Был у царя Антиоха страж первый, человек лисавый: и так, и сяк закрутить может и себя не забудет, — Лук Малоубийский. И велел царь этому Луке лисавому накупить в Рядах золотых ковров и всяких шелковых персидских и китайских поставов и, как запрут купцы лавки, чтобы скрытно от сторожей устлать от ворот и до площади всю Ильинку: пускай царевна воочию убедится, до чего пуста всякая слава, а человек ко всему привычен.
Лук все исполнил по царскому слову.
Настало утро, потянулись со всех концов купцы на Ильинку, кто на коне, кто на своих, и все, как всегда, а как увидели, что за мостовые, и уже не то, что на коне или идти, а по стенке всяк норовил до лавки добраться, чтобы как сапогом не запачкать. И весь день только и было разговора, что о невидали и неслыханном деле: таким добром устлать мостовую! Весть разнеслась по городу, и побежал народ, хотя — издали поглазеть, и такая была давка, как на крестном ходу. Прошла ночь, ковры не убирают, ковры как лежали, так и лежат, и уже на следующее утро кое — кто впопыхах, по меняльному делу, и ногами наступил, а тот, смотри, сапожищем прошелся. А разговор, хотя все еще о коврах, но куда потише. Много еще и любопытных, но опять же с вчерашним не сравняться и не та торопь: ковры на месте, успеется, все увидят. Прошла еще ночь, настал третий день, ковры на месте, а уже никто не смотрит, — не замечают! — кто на коне, кто на своих по коврам.
— Ты прав.
— Я ж говорил: человек новому дивится, а потом привыкает.
— Да, но твоя воля будет памятна в тысяча тысяч родов. Лучше умру я.
Изумелый и неключимый смотрел царь, — забыл царь, что царевна ему дочь.
В воскресенье Ликраса шла от обедни. Солнечный луч играл на ее лице.

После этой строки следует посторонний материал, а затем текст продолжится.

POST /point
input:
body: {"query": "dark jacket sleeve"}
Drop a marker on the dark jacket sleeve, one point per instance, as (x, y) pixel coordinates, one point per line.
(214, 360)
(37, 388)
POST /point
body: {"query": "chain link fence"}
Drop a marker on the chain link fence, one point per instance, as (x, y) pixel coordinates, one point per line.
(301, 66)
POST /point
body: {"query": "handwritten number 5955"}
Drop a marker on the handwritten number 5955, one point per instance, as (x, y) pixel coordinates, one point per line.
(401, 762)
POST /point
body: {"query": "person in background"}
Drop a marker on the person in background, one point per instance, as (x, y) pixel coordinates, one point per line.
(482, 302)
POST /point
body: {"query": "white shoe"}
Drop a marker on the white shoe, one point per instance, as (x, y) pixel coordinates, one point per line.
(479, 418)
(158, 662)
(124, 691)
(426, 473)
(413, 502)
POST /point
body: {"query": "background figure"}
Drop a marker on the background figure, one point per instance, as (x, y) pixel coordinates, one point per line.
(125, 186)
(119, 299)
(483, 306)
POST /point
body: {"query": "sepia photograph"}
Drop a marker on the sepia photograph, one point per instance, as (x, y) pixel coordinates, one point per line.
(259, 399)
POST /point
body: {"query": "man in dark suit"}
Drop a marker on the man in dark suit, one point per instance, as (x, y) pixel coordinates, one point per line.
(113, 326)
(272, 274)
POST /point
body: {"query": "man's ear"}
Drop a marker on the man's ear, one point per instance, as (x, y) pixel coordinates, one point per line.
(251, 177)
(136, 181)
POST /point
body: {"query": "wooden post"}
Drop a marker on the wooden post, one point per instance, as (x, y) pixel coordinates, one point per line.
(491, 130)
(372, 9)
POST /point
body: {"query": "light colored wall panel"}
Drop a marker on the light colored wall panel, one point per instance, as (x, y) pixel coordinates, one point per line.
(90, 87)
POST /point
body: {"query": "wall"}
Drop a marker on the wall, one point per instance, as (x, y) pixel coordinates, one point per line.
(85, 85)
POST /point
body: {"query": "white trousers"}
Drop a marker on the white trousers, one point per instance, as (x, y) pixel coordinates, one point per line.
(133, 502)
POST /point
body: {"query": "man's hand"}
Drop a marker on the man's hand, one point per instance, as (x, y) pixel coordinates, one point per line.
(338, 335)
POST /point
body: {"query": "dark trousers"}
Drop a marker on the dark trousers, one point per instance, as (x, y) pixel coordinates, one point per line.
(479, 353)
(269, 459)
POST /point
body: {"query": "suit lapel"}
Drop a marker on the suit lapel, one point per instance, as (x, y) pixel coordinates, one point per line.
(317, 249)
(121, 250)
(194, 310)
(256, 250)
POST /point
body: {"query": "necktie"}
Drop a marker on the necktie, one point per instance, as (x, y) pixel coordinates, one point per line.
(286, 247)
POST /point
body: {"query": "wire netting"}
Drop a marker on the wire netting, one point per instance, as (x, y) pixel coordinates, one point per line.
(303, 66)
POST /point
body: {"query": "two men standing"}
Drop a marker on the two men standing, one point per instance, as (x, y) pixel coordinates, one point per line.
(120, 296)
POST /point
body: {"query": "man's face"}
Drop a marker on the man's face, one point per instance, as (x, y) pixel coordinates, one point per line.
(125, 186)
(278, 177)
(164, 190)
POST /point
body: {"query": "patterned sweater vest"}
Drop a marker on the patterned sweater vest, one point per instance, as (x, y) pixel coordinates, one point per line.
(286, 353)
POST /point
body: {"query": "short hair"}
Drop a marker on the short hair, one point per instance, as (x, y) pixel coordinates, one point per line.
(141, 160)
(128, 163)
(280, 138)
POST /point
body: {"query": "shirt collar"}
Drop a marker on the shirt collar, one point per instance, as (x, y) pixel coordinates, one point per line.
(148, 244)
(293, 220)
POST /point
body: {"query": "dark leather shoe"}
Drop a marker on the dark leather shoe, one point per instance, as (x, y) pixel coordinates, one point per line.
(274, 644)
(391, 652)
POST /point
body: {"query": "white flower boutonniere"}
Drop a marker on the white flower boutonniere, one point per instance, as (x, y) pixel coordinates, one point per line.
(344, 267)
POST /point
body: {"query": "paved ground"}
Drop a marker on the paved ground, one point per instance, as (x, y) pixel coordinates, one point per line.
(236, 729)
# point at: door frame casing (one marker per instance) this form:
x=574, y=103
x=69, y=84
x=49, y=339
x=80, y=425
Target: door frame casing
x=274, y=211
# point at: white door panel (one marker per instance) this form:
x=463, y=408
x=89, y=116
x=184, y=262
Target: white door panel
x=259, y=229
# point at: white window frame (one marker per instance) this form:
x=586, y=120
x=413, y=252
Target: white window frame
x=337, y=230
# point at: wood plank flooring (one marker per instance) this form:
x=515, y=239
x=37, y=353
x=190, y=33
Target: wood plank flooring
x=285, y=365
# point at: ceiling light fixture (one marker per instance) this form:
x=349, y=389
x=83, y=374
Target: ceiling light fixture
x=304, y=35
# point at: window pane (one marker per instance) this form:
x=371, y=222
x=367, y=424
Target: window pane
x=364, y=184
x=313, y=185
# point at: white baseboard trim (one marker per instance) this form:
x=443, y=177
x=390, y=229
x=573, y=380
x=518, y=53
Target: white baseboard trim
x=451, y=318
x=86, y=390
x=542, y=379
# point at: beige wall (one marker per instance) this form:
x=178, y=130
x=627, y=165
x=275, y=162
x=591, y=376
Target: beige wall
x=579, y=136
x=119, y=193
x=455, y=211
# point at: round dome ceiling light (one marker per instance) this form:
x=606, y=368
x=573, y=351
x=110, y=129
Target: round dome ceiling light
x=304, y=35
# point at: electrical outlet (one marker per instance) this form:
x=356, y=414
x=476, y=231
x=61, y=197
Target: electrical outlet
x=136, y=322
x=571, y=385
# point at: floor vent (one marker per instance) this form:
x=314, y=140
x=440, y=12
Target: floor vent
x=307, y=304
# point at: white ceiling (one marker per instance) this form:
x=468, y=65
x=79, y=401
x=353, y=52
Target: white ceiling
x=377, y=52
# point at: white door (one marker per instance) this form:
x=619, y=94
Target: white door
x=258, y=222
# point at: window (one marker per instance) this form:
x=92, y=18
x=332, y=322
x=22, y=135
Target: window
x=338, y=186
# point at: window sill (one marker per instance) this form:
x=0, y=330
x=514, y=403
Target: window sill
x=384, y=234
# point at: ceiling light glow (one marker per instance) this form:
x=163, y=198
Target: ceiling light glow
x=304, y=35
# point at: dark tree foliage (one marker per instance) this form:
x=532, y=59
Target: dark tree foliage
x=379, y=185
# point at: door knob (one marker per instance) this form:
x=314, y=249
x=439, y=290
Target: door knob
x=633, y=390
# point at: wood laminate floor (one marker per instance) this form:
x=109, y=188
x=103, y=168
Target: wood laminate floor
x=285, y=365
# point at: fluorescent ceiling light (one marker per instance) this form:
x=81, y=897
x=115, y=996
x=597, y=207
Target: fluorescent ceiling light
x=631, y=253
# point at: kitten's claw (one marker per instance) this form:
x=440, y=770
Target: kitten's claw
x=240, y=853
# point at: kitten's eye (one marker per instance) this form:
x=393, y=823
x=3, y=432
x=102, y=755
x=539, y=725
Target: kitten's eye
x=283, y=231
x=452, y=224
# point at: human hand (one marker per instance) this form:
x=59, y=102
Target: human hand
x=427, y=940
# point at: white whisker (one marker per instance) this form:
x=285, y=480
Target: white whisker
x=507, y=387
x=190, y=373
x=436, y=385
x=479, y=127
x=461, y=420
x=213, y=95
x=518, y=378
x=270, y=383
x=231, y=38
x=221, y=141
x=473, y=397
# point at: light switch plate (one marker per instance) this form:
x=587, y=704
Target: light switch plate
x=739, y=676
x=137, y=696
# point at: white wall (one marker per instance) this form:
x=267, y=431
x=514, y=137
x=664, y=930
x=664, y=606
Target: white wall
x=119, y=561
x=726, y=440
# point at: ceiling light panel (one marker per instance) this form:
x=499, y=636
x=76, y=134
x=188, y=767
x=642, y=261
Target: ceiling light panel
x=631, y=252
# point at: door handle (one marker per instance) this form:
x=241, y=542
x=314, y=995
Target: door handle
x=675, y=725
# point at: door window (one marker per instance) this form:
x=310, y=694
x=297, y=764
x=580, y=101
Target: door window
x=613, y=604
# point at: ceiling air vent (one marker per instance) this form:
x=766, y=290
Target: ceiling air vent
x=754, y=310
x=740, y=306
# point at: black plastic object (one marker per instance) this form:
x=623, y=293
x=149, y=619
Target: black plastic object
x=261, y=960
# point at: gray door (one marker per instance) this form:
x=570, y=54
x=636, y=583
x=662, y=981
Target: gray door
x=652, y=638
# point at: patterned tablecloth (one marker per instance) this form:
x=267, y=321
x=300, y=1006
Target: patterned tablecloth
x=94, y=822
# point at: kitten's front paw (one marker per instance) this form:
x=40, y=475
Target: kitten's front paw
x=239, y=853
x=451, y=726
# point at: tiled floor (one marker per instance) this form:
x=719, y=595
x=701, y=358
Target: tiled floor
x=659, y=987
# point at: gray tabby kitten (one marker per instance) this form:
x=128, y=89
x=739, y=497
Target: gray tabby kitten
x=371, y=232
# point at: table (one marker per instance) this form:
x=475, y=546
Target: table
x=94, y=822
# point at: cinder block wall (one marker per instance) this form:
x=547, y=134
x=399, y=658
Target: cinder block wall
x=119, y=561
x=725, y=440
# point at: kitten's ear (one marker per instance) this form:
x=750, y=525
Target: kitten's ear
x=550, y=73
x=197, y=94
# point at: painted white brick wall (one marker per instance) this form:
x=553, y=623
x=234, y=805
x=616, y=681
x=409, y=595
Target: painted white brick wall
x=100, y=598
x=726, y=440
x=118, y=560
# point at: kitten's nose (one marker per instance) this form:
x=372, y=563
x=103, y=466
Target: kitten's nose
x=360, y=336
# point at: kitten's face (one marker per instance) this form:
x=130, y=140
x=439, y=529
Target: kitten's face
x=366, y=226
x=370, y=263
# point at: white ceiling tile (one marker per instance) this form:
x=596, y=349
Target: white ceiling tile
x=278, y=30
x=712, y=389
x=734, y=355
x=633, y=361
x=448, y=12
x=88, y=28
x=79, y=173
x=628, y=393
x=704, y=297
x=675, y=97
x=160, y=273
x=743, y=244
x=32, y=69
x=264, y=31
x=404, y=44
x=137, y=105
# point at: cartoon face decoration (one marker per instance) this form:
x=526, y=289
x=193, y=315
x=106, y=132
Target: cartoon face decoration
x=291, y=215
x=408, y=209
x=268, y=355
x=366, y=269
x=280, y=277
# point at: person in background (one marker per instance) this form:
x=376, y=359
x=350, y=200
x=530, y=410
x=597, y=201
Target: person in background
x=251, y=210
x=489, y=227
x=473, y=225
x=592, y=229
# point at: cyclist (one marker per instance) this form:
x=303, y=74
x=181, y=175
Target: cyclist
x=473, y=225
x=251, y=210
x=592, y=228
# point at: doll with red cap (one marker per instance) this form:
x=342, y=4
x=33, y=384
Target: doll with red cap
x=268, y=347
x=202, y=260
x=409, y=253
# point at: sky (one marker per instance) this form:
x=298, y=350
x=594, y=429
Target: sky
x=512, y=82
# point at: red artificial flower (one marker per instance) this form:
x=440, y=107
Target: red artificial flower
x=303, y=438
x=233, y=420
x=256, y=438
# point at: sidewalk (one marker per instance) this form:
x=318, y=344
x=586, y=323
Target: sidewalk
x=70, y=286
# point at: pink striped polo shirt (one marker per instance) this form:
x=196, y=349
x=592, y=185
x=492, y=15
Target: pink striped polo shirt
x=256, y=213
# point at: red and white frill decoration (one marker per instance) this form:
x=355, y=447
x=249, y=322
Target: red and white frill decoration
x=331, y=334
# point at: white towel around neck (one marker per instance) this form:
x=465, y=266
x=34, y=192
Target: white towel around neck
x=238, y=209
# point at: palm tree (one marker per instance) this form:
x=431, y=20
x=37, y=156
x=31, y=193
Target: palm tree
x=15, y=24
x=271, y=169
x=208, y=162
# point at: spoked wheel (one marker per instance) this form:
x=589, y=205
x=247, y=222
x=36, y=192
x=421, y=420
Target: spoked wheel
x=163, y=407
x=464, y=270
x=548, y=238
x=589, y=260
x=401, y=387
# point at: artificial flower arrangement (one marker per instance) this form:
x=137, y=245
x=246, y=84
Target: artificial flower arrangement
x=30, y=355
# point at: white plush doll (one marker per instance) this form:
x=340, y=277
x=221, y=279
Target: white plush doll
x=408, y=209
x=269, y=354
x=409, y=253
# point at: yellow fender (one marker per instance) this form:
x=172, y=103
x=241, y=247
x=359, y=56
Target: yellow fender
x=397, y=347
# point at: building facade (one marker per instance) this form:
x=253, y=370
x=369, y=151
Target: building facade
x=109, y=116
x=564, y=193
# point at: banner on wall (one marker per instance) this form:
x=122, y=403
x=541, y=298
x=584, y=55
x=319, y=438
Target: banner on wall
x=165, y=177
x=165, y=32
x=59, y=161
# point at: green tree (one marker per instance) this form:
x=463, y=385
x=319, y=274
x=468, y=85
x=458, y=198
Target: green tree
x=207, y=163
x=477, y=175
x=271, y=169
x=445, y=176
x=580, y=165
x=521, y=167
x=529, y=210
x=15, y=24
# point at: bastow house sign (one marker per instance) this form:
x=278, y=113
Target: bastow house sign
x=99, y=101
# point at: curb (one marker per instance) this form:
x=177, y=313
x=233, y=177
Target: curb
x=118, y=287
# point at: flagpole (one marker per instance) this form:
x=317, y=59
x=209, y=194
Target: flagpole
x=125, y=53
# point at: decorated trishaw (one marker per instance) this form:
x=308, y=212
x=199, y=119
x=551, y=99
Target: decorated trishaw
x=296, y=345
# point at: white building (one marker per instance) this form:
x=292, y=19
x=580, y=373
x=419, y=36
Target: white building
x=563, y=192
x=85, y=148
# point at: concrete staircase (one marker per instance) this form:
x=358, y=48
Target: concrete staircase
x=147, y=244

Царь увидел, и страсть, как пламя, пыхнула в нем, и он упал на землю. А вечером в тот день пришел он к царевне — не убеждал, не упрашивал — изумелый, взял ее силой.
И с той поры, как с царицей, жил царь тайно с дочерью своей царевной.
II
Выше башен неподступного города, выше царского имени, выше славы его была красота царевны Ликрасы. И не могла красота такая укрыться от глаз, как никуда не скроешь солнца, месяца и звезд.
И вот, со всех царств и земель цари и короли стали к царю Антиоху сватов засылать по дочь его царевну Ликрасу.
Антиоху же такое совсем не по сердцу: выдать царевну замуж — лишиться царевны, а без царевны ему ни царства, ни жизни не надо.
Отстал царь от еды и питья, не знает, что и делать. Опять же, коли и отказать, надо не как — нибудь, а по-царски. А тут сам царь Обезьяний князей своих обезьяньих с дарами прислал — сам Обезьяний царь навязывается в зятья. А это уж совсем не шутка.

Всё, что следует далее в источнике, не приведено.